This isn't normally what people mean by lossy compression, though. In lossy compression (e.g. mainstream media compression like JPEG) you work out what the user doesn't value and throw it away.
vlovich123 18 days ago [-]
That’s a stretch to call it lossy. To my eye the purpose of the LSTM seems indistinguishable from a traditional compression dictionary.
And that still doesn’t show how lossless compression is tied to intelligence. The example I always like to give is, “What’s more intelligent? Reciting the US war of independence Wikipedia page verbatim every time or being able to synthesize a useful summary in your own words and provide relevant contextual information such as it’s role in the French Revolution?”
tshaddox 18 days ago [-]
These lossless compression algorithms don’t just recall a fixed string of text. Obviously that can be accomplished trivially by simply storing the text directly.
These lossless compression algorithms compress a large corpus of English text from an encyclopedia. The idea is that you can compress this text more if you know more about English grammar, the subject matter of the text, logic, etc.
I think you’re distracted by the lossless part. The only difference here between lossy and lossless compression is that the lossy algorithm also needs to generate the diff between its initial output and the real target text. Clearly a lossy algorithm with lower error needs to waste fewer bits representing that error.
vlovich123 17 days ago [-]
There’s no immediately obvious reason that you should be able to come up with a diff correction to apply to recreate loseless that is more efficient than traditional compressors. In essence you’re still stuck with the idea that you have a compression dictionary and trying to build a more efficient dictionary. It’s not clear there’s a link between that and intelligence.
canjobear 19 days ago [-]
This is standard lossless compression. None of the concepts particular to lossy compression (like rate-distortion theory) are used.
kianN 19 days ago [-]
For those wondering how it works:
> The language model predicts the probabilities of the next token. An arithmetic coder then encodes the next token according to the probabilities. [1]
It’s also mentioned that the model is configured to be deterministic, which is how I would guess the decompression is able to map a set of token likelihoods to the original token?
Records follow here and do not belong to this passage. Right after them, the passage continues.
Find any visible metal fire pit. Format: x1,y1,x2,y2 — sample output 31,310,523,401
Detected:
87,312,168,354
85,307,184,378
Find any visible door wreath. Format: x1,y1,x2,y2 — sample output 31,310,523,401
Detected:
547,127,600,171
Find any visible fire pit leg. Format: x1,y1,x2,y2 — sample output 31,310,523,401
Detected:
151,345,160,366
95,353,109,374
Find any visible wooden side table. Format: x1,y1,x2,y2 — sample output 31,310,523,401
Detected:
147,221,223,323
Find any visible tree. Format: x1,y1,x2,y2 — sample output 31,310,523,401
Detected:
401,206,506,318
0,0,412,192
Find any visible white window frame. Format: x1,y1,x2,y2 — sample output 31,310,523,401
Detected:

isn’t a LLM itself basically a compression of the texts from the internet? you can download the model and decompress the (larger) content with compute power (lossy)
kianN 19 days ago [-]
Yeah that’s exactly how I think of llms in my head: lossy compression that interpolates in order to fill in gaps. Hallucination is simply interpolation error. Which is guaranteed in lossy compression.
giovannibonetti 19 days ago [-]
Regarding lossless text compression, does anyone know how a simple way to compress repetitive JSON(B) data in a regular Postgres table? Ideally I would use columnar compression [1], but I'm limited to the extensions supported by Google Cloud SQL [2].
Since my JSON(B) data is fairly repetitive, my bet would be to store some sort of JSON schema in a parent table. I'm storing the response body from a API call to a third-party API, so normalizing it by hand is probably out of the question.
I wonder if Avro can be helpful for storing the JSON schema. Even if I had to create custom PL/SQL functions for my top 10 JSON schemas it would be ok, since the data is growing very quickly and I imagine it could be compressed at least 10x compared to regular JSON or JSONB columns.
I ended up with a similar problem. We replaced the data with a simple binary serialization format, gzip’ed that, and then base64 encoded the gzipped data. It’s far from perfect but it was 250x saving in our case making it go from “stupidly large” to “we don’t care” with an hours work.
coder543 19 days ago [-]
For compressing short (<100 bytes), repetitive strings, you could potentially train a zstd dictionary on your dataset, and then use that same dictionary for all rows. Of course, you’d want to disable several zstd defaults, like outputting the zstd header, since every single byte counts for short string compression.
ianburrell 19 days ago [-]
Postgres supports toast (long record) compression. It seems to support enabling on columns. It looks like it supports LZ4 and Zstd now. Zstd has better compression at expense of more time.
Too 18 days ago [-]
Two similar approaches using the fact that large portions of the text in a record is static.
TOAST compression is likely your best option for that data. You may need to lower the data size threshold for toast for that column.
brody_hamer 19 days ago [-]
I haven’t played around with it too much myself, but I remember reading that gzip (or at least python’s compatible zlib library) supports a “seed dictionary” of expected fragments”.
I gather that you’d supply the same “seed” during both compression and decompression, and this would reduce the amount of information embedded into the compressed result.
duskwuff 19 days ago [-]
Many other compression libraries, like zstd, support functionality along those lines. For that matter, brotli's big party trick is having a built-in dictionary, tuned for web content.
It's easy to implement in LZ-style compressors - it amounts to injecting the dictionary as context, as if it had been previously output by the decompressor. (There's a striking parallel to how LLM prompting works.)
tdiff 19 days ago [-]
How is llm here better than Markov chains created from a corpus of English text? I guess similar idea must have been explored million times in traditional compression studies.
max_ 19 days ago [-]
Does this guy (Fabrice Bellard) have a podcast interview anyone would recommend?
silisili 19 days ago [-]
AFAIK, he doesn't do videos or interviews. His web presence is pretty sparse. I remember trying to dig something up last year and coming up blank. Totally respect that, but a bummer for folks hoping to get a peek inside his mind.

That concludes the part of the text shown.